Wikidata:Property proposal/character in this lexeme

character in this lexeme edit

Originally proposed at Wikidata:Property proposal/Lexemes

   Not done
Descriptioncharacter(s) this lexeme consists of
Representscuneiform sign (Q23017336)
Data typeItem
Domainlexeme, form
Example 1ga/𒂷 (L726974)𒂷 (Q87555355)
Example 2dumu/𒌉 (L643788)𒌉 (Q87556519)
Example 3dingir/𒀭 (L724542)𒀭 (Q87555087)
Planned useLinking lexemes to character representations
See alsoHan character in this lexeme (P5425) which links Han Chinese characters in Japanese and Chinese lexemes to Unicode, https://www.wikidata.org/wiki/Wikidata:Property_proposal/Cuneiform_character_in_this_lexeme for the previous discussion on the property "cuneiform character in this lexeme"

Motivation edit

Currently, we lack a property in Wikidata to link lexeme representations to QIDs of characters of a given script.
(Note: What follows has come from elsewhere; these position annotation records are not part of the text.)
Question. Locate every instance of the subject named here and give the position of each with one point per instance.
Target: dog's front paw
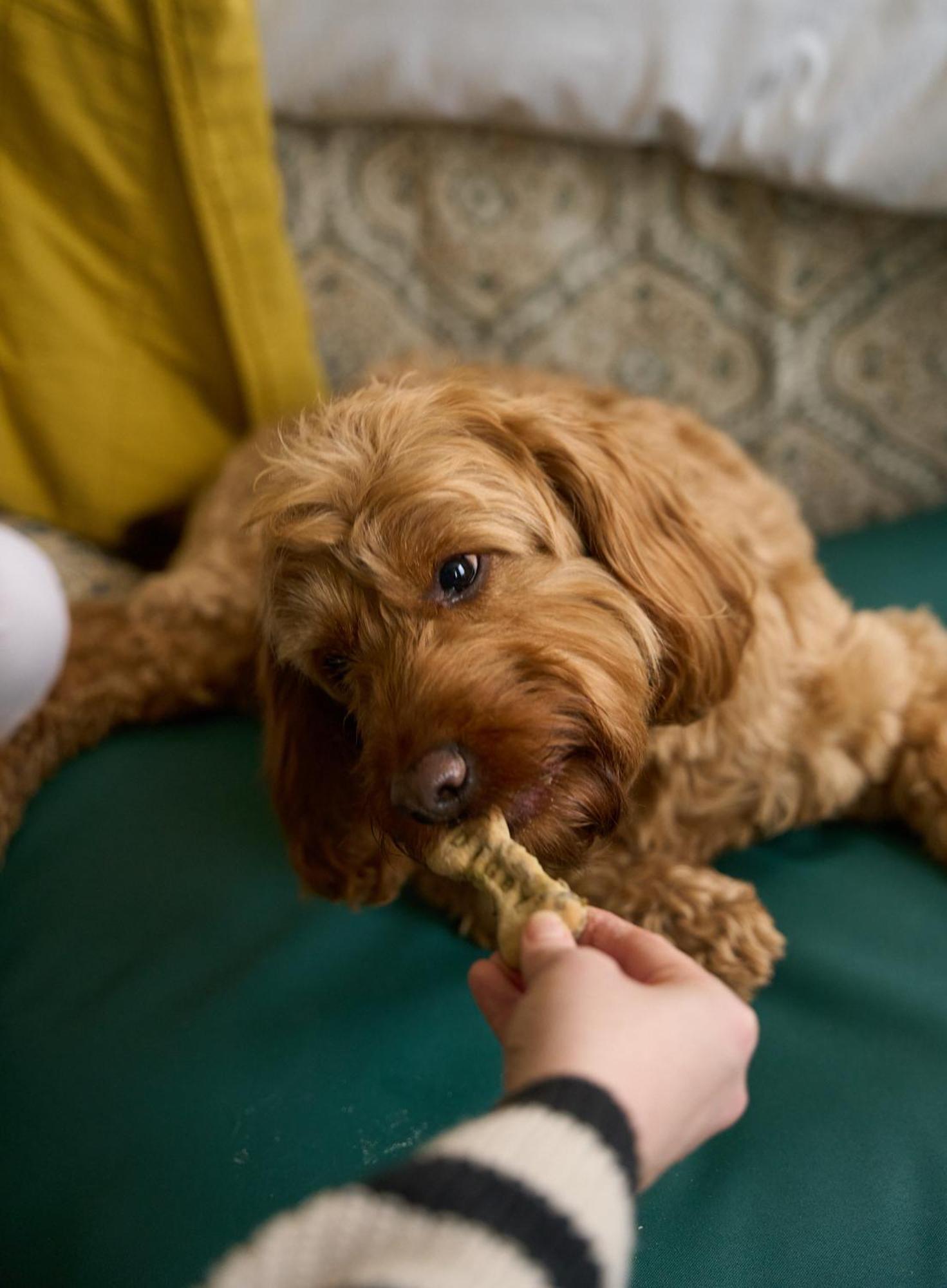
(721, 924)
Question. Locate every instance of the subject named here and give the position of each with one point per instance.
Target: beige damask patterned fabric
(815, 334)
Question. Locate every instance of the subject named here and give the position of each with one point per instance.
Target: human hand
(631, 1013)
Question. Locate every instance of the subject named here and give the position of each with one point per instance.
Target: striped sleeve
(536, 1195)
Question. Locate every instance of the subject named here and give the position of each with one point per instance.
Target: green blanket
(185, 1048)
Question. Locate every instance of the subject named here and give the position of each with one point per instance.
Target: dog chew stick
(483, 853)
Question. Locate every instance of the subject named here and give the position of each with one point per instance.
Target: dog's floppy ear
(310, 757)
(635, 520)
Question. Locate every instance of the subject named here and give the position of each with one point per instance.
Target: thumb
(545, 938)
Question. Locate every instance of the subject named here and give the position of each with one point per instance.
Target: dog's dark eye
(458, 574)
(335, 668)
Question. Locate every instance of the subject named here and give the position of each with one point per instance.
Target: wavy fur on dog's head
(603, 606)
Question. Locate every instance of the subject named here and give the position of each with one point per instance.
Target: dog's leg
(184, 641)
(712, 918)
(915, 785)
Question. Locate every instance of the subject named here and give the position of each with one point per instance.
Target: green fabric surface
(185, 1048)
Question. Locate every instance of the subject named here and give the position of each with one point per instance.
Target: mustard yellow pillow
(149, 308)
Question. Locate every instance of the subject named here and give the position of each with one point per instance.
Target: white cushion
(841, 96)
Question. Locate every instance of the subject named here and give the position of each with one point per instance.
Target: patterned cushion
(814, 333)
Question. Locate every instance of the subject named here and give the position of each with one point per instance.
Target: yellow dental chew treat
(483, 853)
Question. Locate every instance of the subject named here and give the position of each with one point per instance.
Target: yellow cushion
(149, 308)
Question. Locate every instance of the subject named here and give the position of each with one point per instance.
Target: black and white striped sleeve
(537, 1193)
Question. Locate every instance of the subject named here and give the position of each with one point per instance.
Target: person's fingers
(545, 938)
(494, 992)
(644, 955)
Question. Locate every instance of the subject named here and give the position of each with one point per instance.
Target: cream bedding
(847, 97)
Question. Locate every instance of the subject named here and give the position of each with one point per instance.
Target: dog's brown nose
(436, 788)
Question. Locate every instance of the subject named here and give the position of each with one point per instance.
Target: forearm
(537, 1192)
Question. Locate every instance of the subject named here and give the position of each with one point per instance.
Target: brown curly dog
(496, 588)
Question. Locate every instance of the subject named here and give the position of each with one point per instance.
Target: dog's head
(475, 600)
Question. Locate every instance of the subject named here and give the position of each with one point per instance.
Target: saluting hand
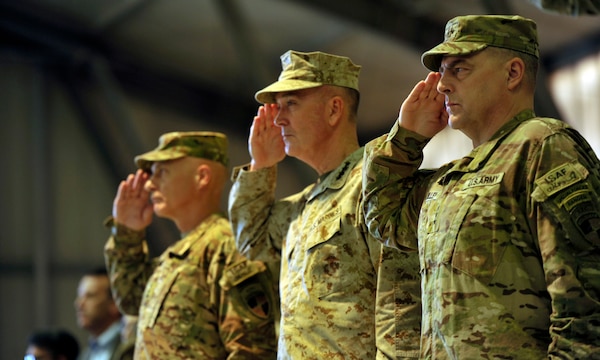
(265, 143)
(131, 206)
(423, 110)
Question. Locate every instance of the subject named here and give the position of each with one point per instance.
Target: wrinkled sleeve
(565, 206)
(394, 188)
(256, 218)
(246, 303)
(128, 265)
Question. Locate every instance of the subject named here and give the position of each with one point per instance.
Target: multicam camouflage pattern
(199, 300)
(328, 277)
(175, 145)
(468, 34)
(309, 70)
(569, 7)
(508, 240)
(398, 306)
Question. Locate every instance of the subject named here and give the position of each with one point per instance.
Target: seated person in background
(98, 314)
(51, 345)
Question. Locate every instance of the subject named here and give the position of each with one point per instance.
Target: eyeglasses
(33, 357)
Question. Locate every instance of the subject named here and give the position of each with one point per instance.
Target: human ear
(516, 72)
(203, 175)
(336, 109)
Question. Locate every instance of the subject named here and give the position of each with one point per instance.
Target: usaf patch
(561, 178)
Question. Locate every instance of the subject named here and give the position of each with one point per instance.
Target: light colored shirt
(102, 347)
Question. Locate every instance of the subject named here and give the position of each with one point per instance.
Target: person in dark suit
(51, 344)
(100, 317)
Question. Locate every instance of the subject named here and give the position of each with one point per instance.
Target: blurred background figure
(100, 317)
(51, 345)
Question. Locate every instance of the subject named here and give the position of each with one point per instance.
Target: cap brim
(145, 160)
(432, 59)
(267, 95)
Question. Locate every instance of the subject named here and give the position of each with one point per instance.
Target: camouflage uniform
(508, 239)
(343, 295)
(328, 275)
(200, 299)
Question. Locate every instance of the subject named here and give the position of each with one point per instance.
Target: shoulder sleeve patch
(240, 271)
(561, 178)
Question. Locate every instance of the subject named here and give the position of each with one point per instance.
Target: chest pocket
(156, 295)
(470, 232)
(325, 256)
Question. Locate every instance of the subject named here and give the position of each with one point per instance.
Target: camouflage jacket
(200, 299)
(508, 239)
(329, 264)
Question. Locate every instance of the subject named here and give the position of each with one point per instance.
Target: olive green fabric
(175, 145)
(508, 239)
(309, 70)
(468, 34)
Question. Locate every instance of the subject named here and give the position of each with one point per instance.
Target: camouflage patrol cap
(174, 145)
(468, 34)
(309, 70)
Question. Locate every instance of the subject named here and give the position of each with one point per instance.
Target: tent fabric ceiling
(231, 48)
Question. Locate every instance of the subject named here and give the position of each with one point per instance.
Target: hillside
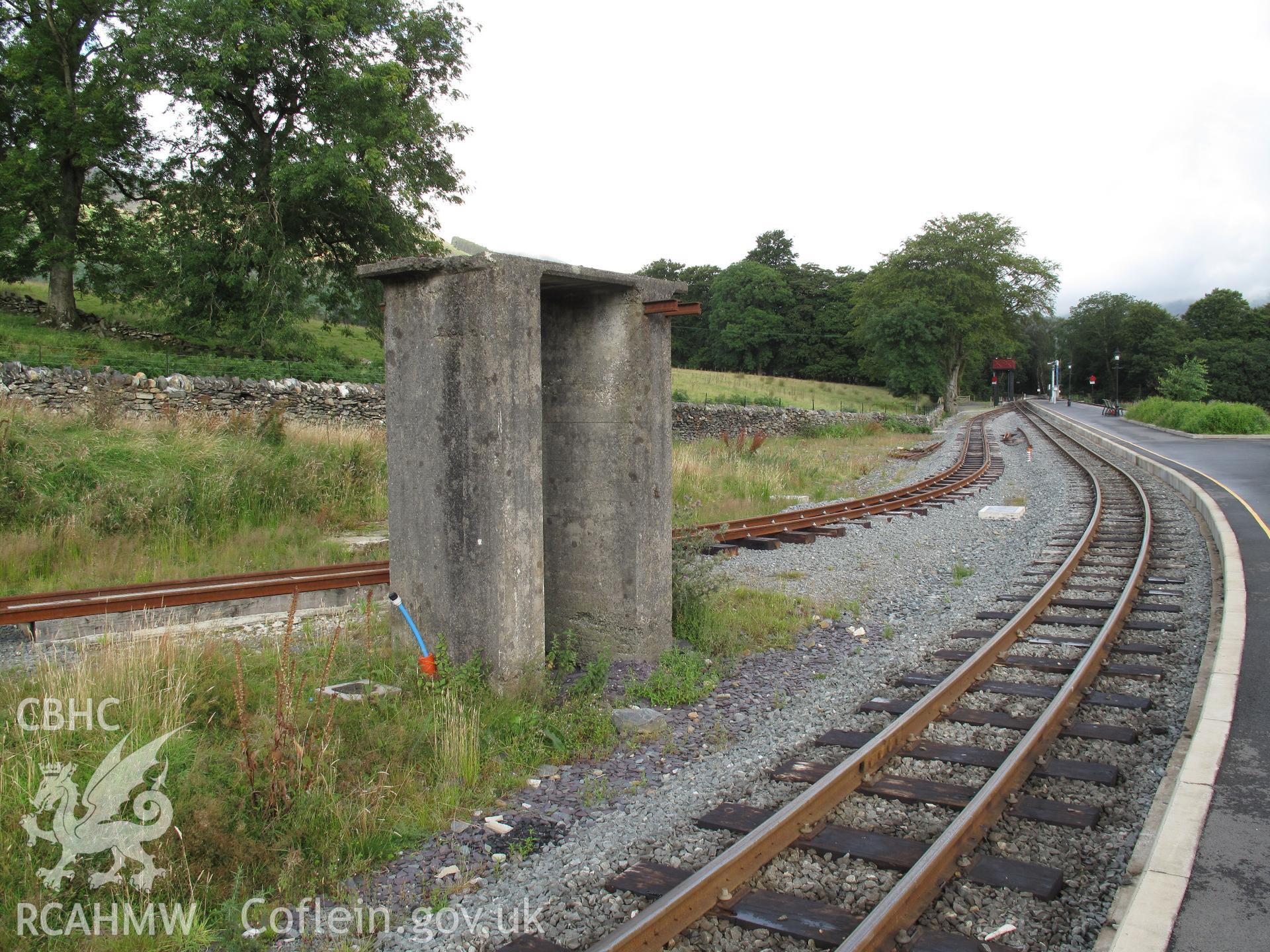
(347, 353)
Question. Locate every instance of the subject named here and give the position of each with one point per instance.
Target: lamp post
(1115, 360)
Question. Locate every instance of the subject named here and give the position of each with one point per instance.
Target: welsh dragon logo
(97, 830)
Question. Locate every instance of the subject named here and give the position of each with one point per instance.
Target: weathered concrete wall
(529, 455)
(465, 448)
(606, 385)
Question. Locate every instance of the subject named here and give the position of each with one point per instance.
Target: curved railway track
(1100, 568)
(976, 466)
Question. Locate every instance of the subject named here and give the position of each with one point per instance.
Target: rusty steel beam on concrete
(21, 610)
(672, 307)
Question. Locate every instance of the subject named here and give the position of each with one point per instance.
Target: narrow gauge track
(974, 469)
(1108, 556)
(976, 466)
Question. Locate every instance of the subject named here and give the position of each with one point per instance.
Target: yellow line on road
(1156, 452)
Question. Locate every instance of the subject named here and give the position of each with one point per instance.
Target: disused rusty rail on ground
(51, 606)
(1118, 531)
(972, 466)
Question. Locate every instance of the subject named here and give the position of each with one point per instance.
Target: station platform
(1227, 904)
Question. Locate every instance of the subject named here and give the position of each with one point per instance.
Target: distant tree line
(948, 300)
(930, 317)
(302, 138)
(1222, 331)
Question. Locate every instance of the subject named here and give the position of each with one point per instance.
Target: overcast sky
(1130, 141)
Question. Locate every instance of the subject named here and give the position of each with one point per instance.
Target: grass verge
(95, 500)
(276, 790)
(1193, 416)
(723, 387)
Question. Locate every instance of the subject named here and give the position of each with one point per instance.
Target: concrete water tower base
(529, 426)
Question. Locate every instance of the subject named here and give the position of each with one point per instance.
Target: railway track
(974, 469)
(1054, 640)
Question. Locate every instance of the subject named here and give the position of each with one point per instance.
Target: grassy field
(95, 500)
(345, 353)
(277, 791)
(1194, 416)
(718, 387)
(352, 354)
(89, 500)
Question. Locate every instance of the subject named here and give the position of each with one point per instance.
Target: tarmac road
(1227, 905)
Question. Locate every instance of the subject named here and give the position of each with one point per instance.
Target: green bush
(1188, 381)
(680, 678)
(839, 430)
(694, 583)
(1191, 416)
(900, 426)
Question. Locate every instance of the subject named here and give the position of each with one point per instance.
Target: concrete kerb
(1142, 917)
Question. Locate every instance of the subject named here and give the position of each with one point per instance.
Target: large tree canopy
(748, 307)
(970, 284)
(314, 143)
(70, 136)
(1221, 315)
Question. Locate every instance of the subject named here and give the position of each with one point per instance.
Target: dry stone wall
(698, 422)
(70, 390)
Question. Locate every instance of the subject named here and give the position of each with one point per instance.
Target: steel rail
(713, 885)
(890, 500)
(906, 902)
(22, 610)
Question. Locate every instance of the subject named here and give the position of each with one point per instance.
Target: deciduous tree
(314, 143)
(71, 136)
(748, 309)
(969, 281)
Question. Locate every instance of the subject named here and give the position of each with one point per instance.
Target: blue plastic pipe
(396, 600)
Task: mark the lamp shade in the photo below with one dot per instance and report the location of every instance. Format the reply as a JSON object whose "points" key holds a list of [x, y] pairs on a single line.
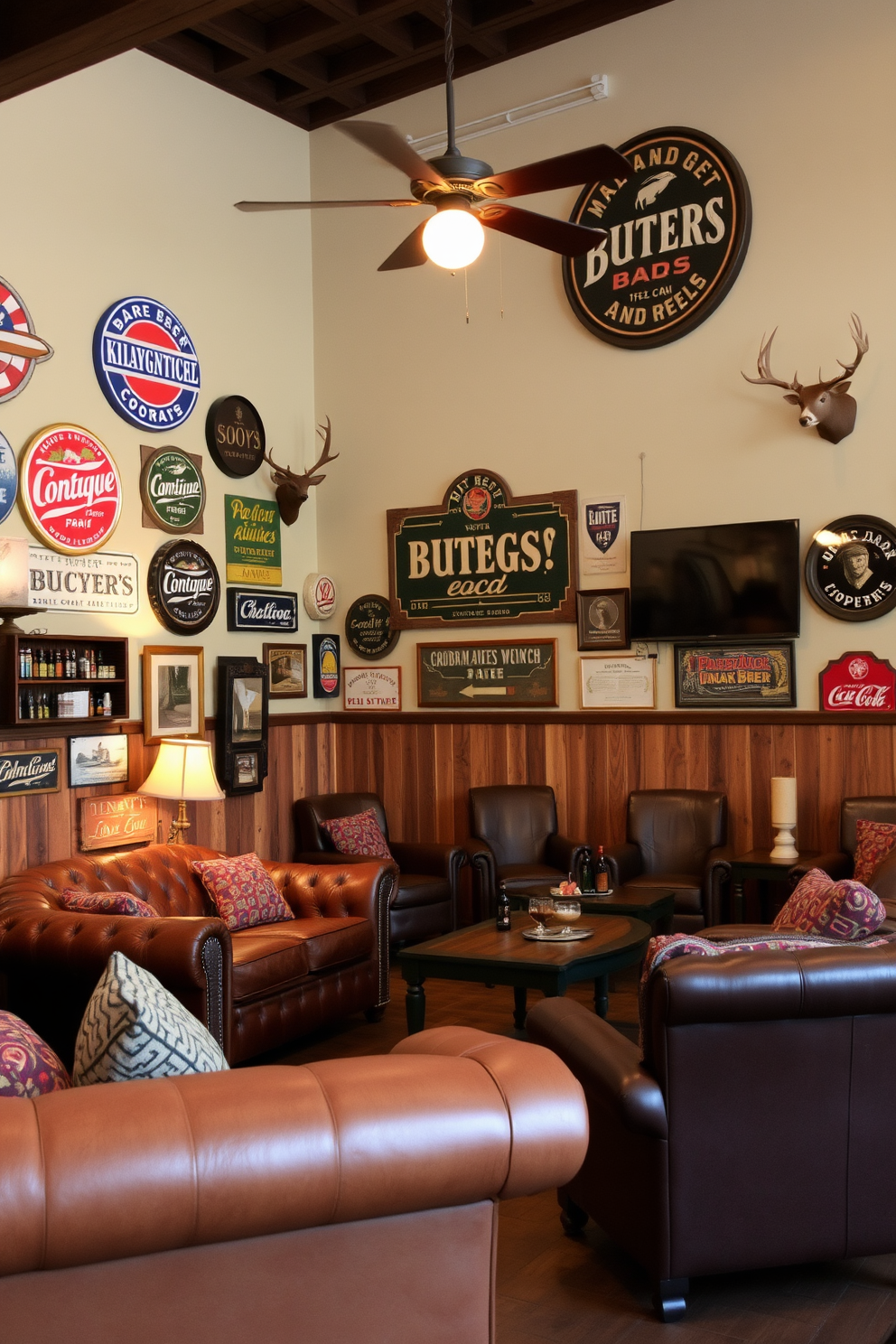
{"points": [[183, 769]]}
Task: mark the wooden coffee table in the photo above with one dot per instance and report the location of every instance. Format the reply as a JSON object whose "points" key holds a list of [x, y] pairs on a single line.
{"points": [[496, 957]]}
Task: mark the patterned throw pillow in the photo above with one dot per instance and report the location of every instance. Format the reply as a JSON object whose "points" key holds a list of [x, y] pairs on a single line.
{"points": [[243, 891], [28, 1068], [107, 903], [135, 1029], [873, 842], [359, 835]]}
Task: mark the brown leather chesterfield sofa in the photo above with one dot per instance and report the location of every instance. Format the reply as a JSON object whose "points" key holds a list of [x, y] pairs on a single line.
{"points": [[341, 1202], [754, 1131], [254, 989]]}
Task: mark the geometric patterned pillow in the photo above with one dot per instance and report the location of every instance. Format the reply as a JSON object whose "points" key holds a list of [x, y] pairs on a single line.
{"points": [[360, 834], [28, 1068], [243, 891], [874, 840], [135, 1029], [107, 903]]}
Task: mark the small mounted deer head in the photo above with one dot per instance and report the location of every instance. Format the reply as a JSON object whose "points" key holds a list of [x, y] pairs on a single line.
{"points": [[292, 487], [824, 405]]}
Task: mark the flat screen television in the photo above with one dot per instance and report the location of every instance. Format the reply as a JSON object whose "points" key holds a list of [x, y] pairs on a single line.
{"points": [[722, 583]]}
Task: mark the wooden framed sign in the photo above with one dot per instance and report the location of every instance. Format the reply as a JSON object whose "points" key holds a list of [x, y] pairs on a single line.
{"points": [[482, 555], [508, 674]]}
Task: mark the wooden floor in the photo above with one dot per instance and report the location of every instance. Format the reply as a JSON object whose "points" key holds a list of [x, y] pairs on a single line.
{"points": [[559, 1291]]}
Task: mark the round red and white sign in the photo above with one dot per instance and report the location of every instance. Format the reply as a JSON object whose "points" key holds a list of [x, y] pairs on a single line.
{"points": [[70, 488]]}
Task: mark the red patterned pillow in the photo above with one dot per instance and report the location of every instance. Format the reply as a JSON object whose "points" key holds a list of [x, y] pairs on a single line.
{"points": [[359, 835], [107, 903], [28, 1068], [243, 891], [873, 842]]}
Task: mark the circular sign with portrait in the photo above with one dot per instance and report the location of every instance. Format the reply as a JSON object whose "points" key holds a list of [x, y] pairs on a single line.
{"points": [[184, 586], [678, 229], [236, 435], [851, 567], [367, 628]]}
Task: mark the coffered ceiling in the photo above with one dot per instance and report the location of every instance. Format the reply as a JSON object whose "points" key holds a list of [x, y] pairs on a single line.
{"points": [[311, 62]]}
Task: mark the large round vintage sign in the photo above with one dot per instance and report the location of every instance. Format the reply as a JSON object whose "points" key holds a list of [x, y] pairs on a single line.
{"points": [[145, 363], [70, 488], [184, 588], [236, 435], [851, 567], [678, 230]]}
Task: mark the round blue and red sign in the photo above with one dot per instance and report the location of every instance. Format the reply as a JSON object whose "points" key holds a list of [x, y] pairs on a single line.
{"points": [[145, 363]]}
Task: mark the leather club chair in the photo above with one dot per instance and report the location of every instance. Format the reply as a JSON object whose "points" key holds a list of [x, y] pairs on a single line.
{"points": [[515, 840], [676, 840], [425, 900], [750, 1134]]}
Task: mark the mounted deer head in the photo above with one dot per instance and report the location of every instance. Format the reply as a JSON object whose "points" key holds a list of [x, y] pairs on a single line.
{"points": [[292, 488], [824, 405]]}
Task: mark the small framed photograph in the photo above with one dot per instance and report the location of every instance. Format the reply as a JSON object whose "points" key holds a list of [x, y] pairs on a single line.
{"points": [[288, 669], [173, 693], [602, 619], [98, 760]]}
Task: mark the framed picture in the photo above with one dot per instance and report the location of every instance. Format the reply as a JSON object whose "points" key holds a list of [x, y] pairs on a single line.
{"points": [[101, 760], [286, 669], [744, 677], [173, 693], [602, 619]]}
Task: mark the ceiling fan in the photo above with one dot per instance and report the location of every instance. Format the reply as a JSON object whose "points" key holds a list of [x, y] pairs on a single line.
{"points": [[468, 194]]}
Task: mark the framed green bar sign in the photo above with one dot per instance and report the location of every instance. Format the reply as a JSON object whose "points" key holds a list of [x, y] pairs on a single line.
{"points": [[482, 555]]}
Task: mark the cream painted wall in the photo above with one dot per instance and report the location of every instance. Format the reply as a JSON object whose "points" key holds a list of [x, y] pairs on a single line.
{"points": [[120, 181], [802, 94]]}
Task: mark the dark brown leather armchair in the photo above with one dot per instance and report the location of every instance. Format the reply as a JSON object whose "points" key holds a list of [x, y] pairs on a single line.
{"points": [[676, 840], [515, 840], [750, 1134], [425, 900]]}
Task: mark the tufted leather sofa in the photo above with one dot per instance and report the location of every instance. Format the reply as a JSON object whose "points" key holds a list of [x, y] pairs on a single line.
{"points": [[352, 1199], [254, 989]]}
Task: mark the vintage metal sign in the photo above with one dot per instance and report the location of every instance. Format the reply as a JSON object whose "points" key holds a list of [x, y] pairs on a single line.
{"points": [[145, 363], [105, 581], [70, 488], [482, 555], [253, 611], [509, 674], [859, 683], [851, 567], [678, 231], [251, 535]]}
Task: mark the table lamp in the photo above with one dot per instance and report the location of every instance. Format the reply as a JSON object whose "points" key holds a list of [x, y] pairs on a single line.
{"points": [[183, 770]]}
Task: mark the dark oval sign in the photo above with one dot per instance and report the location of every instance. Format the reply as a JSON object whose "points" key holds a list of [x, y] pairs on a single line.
{"points": [[367, 627], [236, 435], [184, 586], [851, 567], [677, 229]]}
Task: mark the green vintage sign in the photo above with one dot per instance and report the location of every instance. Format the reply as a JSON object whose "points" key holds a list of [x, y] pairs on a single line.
{"points": [[251, 532], [482, 555]]}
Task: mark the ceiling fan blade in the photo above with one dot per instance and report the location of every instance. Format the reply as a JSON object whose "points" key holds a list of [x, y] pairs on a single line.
{"points": [[555, 234], [410, 253], [391, 145], [571, 170]]}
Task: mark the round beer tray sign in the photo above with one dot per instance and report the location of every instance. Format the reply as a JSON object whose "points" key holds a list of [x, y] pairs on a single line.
{"points": [[145, 363], [70, 488], [367, 627], [678, 229], [236, 435], [184, 586], [173, 490], [851, 567]]}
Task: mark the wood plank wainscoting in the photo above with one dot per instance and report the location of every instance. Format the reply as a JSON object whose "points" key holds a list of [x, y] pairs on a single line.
{"points": [[424, 763]]}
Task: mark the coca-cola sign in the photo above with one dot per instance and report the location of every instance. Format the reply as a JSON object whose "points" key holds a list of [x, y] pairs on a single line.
{"points": [[859, 683], [70, 488]]}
The examples above show how to link cuneiform lexemes to their character QIDs which represent their Unicode code points, but the property can be used to link any lexeme to relevant parts of the script it uses. Already, the property Han character in this lexeme (P5425) allows to link Han Chinese characters in Chinese, Japanese, and Vietnamese to their respective representations in Wikidata. This property proposal wants to generalize this property Han character in this lexeme (P5425) as "character in this lexeme" or let this anticipated property become a super property of Han character in this lexeme (P5425).

See also the discussion of https://www.wikidata.org/wiki/Wikidata:Property_proposal/Cuneiform_character_in_this_lexeme which led to the creation of this property proposal instead.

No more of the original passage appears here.